The Nice Guys begins with a seemingly outlandish but telling scene. Late at night, when his parents are asleep, as an adolescent boy admires a picture of Misty Mountains, Los Angeles’ former favourite porn star, lasciviously posing in a car, a real car comes crashing down the terrace of the house. The boy goes outside to find the other casualty of the accident – a car that looks similar to the one in the picture. And in it, lies Misty Mountains, dead and naked. He takes off his jacket to cover the body of the same woman he has been fantasising about a few minutes ago.
The scene is a hark back to several Hollywood noir classics set in LA. The deceitful world hiding government corruption with a private eye in hot pursuit as in Chinatown, the mysterious disappearance of Hollywood-hopeful starlet from Mulholland Drive, the inner circles of the porn industry as in Boogie Nights. Deliberately or not, it also has two important cast members from LA Confidential that was based on the city’s dark underbelly in – Russell Crowe and Kim Bassinger.
The Nice Guys is a comedy but not a dark one. For one, it doesn’t take itself too seriously. The film by Shane Black is completely comfortable in being a light, fun film. Even though the humour is silly, there is drollness in it. And with a handful of characters solidly etched, we also have decent drama. Holland (Ryan Gosling) has been hired to investigate the dead porn star – Misty Mountain. It leads him to encounter Jackson (Russell Crowe), another private eye on the case, but with less reputable credentials. They don’t really get along very well. They are never on the same page. Yet, there is a brotherhood, an understanding that they need to watch each other’s back. Meanwhile, Jackson also develops a fondness for Holland’s daughter and vice versa. Together, their quest to find the truth about the murder becomes an LA adventure through private poolside parties, hotels and hilly driveways. The film is set in late 70s and the period gives the film a warm, retro, fluid texture.

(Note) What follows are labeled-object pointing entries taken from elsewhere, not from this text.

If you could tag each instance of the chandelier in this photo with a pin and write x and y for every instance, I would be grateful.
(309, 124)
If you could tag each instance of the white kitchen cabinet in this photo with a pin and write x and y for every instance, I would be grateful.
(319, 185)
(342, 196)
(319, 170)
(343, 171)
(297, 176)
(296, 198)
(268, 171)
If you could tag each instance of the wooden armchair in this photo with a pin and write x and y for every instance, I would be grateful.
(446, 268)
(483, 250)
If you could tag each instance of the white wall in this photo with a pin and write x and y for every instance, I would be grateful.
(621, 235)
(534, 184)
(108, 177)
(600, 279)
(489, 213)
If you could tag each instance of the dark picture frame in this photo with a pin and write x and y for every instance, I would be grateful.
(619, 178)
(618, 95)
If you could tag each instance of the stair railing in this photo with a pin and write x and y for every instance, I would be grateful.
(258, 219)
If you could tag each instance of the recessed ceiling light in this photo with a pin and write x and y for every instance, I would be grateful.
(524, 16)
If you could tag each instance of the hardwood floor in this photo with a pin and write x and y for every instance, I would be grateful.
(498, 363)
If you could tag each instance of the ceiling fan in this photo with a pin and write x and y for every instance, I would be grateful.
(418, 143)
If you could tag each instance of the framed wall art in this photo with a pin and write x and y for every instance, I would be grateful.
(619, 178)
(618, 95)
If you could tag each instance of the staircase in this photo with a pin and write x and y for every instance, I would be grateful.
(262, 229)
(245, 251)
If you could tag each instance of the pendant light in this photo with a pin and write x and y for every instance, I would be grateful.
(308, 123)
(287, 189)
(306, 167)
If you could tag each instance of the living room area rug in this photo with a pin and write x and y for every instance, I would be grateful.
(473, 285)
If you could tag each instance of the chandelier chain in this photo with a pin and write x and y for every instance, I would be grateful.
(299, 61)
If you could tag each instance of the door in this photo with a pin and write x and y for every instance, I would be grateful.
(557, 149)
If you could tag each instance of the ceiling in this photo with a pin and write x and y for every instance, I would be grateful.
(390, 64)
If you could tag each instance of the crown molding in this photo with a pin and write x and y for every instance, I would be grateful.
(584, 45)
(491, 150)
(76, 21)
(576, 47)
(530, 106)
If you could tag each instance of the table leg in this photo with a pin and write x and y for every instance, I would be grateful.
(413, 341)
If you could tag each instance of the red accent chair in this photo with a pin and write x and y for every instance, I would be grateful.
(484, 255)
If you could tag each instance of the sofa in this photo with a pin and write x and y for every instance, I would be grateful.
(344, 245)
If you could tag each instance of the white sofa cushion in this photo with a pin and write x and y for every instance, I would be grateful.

But more than anything else, The Nice Guys works because the chemistry between its actors is crackling. Gosling shows great comic timing as the low on confidence single father, Crowe’s perfect as the ageing officer who has his own way of doing things. Angouri Rice as Gosling’s good-hearted and courageous daughter adds to the buddy-movie fun. The familiarity of where the story is heading stops it from being a piece of its kind. None of the ‘twists’ really have the shock but the action has a whimsical quality about it.
The Nice Guys is a ‘nice’-ish film that doesn't try too hard. And that is a relief.